Her words this night: The poetry of Laura Grace Weldon

By Laura Grace Weldon

 

Skiff at the Shore

If only you could prepare a handy satchel.
Tuck in the rocking chair’s creak.
Scent of growing things. Windy autumn afternoons.
Smooth satisfaction of rolling out pie crust.
Your children’s faces, such beloved faces!
And hugs, blessed hugs, even if you have to remove
all the books you packed to fit every hug inside.

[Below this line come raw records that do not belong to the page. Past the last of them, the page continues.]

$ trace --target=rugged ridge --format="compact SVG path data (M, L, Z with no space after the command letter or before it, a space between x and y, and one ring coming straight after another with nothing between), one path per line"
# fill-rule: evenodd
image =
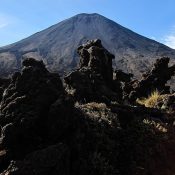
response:
M163 94L166 109L126 103L122 86L132 75L115 70L112 77L114 56L101 41L89 41L78 53L80 65L64 83L33 58L2 80L0 174L174 175L175 94ZM159 76L164 61L146 77ZM162 80L174 74L174 66L167 69L173 71Z
M79 14L17 43L0 48L0 75L21 68L23 58L42 59L51 71L63 74L78 63L76 48L87 40L100 38L115 55L114 68L140 75L156 58L175 58L175 51L145 38L99 14Z
M84 102L119 100L120 85L113 82L114 55L102 46L101 40L90 40L78 48L78 53L79 68L64 78L67 93Z

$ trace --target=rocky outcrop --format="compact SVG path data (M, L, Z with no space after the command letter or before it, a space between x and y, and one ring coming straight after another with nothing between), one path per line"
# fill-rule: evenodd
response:
M131 73L125 73L122 70L115 70L114 72L114 80L120 81L120 82L130 82L133 78L133 74Z
M2 95L5 88L9 85L10 79L0 78L0 101L2 100Z
M165 96L164 109L123 102L125 88L134 89L132 74L113 73L113 55L100 40L78 53L80 66L64 86L58 74L32 58L2 83L1 175L174 175L174 94ZM156 87L152 75L166 89L174 66L160 75L164 61L142 81Z
M78 53L79 68L64 78L67 92L83 102L109 103L120 99L120 91L112 90L114 56L102 46L101 41L88 41L78 48Z
M80 68L88 67L99 73L106 83L111 84L113 78L112 59L114 55L108 52L101 44L101 40L91 40L78 48Z
M162 94L170 93L170 86L166 84L175 75L175 65L169 66L169 61L167 57L157 59L152 70L143 74L140 80L125 84L124 93L128 94L131 101L147 97L155 90Z
M3 93L1 147L18 158L39 147L48 135L50 106L58 99L64 99L59 75L48 72L42 61L25 60Z
M23 161L12 161L2 175L69 174L69 150L63 144L49 146L27 155Z

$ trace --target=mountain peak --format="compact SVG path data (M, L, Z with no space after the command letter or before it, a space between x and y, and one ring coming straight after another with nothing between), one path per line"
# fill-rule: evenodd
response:
M80 14L73 16L72 18L104 18L104 19L107 19L106 17L98 13L80 13Z
M81 13L0 48L0 74L20 69L22 58L28 57L42 59L51 71L70 71L79 62L77 47L95 38L115 55L114 67L135 75L149 68L159 57L175 58L173 49L132 32L101 14Z
M102 16L99 13L79 13L75 16Z

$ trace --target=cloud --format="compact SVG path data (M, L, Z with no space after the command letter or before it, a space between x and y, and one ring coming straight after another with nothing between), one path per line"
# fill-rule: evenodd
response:
M173 49L175 49L175 26L172 27L169 34L163 37L163 43Z
M152 40L156 40L156 37L155 37L155 36L151 36L151 39L152 39Z
M175 49L175 34L167 35L164 39L164 44Z
M0 29L4 28L4 27L6 27L6 26L8 26L8 23L1 23L1 22L0 22Z
M10 23L10 18L5 16L4 14L0 14L0 29L7 27Z
M15 25L19 19L9 14L0 13L0 29Z

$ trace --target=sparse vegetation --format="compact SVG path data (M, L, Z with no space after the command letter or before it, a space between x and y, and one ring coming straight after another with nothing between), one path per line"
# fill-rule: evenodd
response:
M144 119L143 123L145 123L146 125L152 126L158 131L163 132L163 133L166 133L168 131L167 125L164 123L160 123L160 122L156 122L156 121L148 120L148 119Z
M104 104L104 103L91 102L91 103L87 103L83 106L88 108L88 109L93 109L93 110L105 110L106 109L106 104Z
M147 108L157 108L158 102L162 101L163 97L164 95L161 95L158 90L155 90L147 98L137 99L136 102Z

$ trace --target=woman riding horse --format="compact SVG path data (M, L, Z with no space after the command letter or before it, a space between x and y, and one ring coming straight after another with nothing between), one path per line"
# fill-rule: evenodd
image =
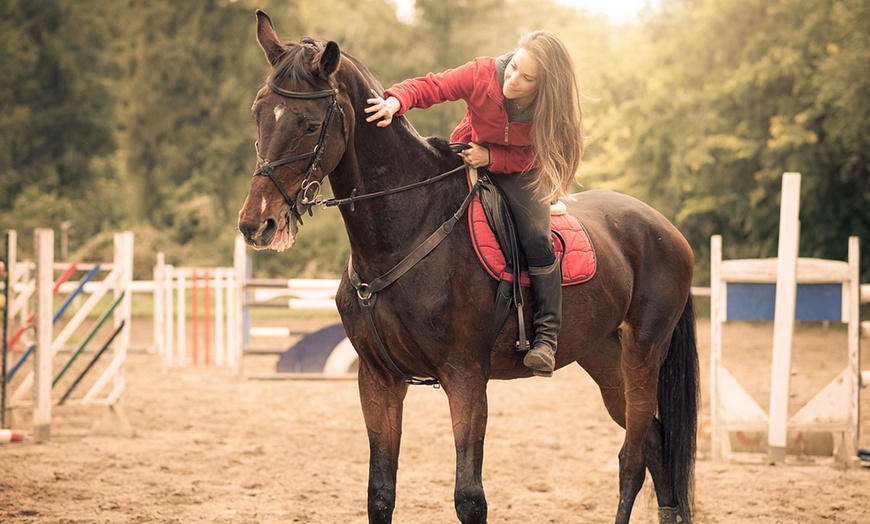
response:
M535 340L523 363L535 375L553 376L562 272L550 204L568 194L583 154L577 79L565 45L553 33L534 31L506 55L405 80L386 90L386 100L372 93L366 121L381 127L414 107L465 100L465 117L450 139L471 146L461 153L465 163L494 175L507 197L532 288Z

At night, wakeful, you ask yourself if pale yellow stars
sparking inside your eyes are a dream
or your brain’s essence blinking out.
You haven’t packed, can’t seem to find a bag.
Have no map.

When are they coming back,
your three-year-old granddaughter asks
about cows no longer in the barn,
about the cat buried by the fencepost,
about withered plants crumbling back to dirt.

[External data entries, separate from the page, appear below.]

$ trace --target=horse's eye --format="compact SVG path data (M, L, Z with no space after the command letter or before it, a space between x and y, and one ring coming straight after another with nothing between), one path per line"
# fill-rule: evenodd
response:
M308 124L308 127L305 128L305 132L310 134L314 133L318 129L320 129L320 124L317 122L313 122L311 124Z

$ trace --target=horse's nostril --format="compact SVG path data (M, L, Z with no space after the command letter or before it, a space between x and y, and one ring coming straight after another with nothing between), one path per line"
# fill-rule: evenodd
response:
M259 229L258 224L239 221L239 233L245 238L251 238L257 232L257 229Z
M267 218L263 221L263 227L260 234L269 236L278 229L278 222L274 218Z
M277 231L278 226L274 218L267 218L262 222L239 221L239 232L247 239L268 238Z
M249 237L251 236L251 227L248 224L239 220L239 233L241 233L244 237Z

They tell you a skiff waits at your shore.
Ninety or more years from now
she’ll board it herself,
and arrive to find the table set,
Sunday dinner ready, everyone back together.

 

 

Christopher’s Music

Your song ends
yet doesn’t.

All the way home I hear it
transposed in passing traffic
playing in wind-swept rain

I feel it in my throat,
an unspoken blessing.

As I stand in the dark before going in
a neighbor calls her dog.
Her words this night
are your lyrics too.

Music that’s alive
creates beyond itself.
Long after the last note’s silence
it goes on, making
art out of what seems ordinary.
It lets everything sing.


Laura Grace Weldon is the author of a poetry collection titled Tending and a handbook of alternative education, Free Range Learning, with a book of essays due out soon. She’s written collaborative poetry with nursing home residents, used poetry to teach conflict resolution, and taken poetry into other unexpected settings although her work appears in more conventional places such as J Journal, Penman Review, Literary Mama, Christian Science Monitor, Dressing Room Poetry Journal, Pudding House, Shot Glass Journal, and others. Connect with her at lauragraceweldon.com

One comment

  1. Laura Grace Weldon’s poetry resonates with hope and healing. When I was in what I believed was my deathbed, my son sang for me and, as in “Christopher’s Music,” the following days I heard his music “transposed in” each succeeding moment, letting everything sing, until at last I found myself again alive and out and about the business of life, which has its own melody.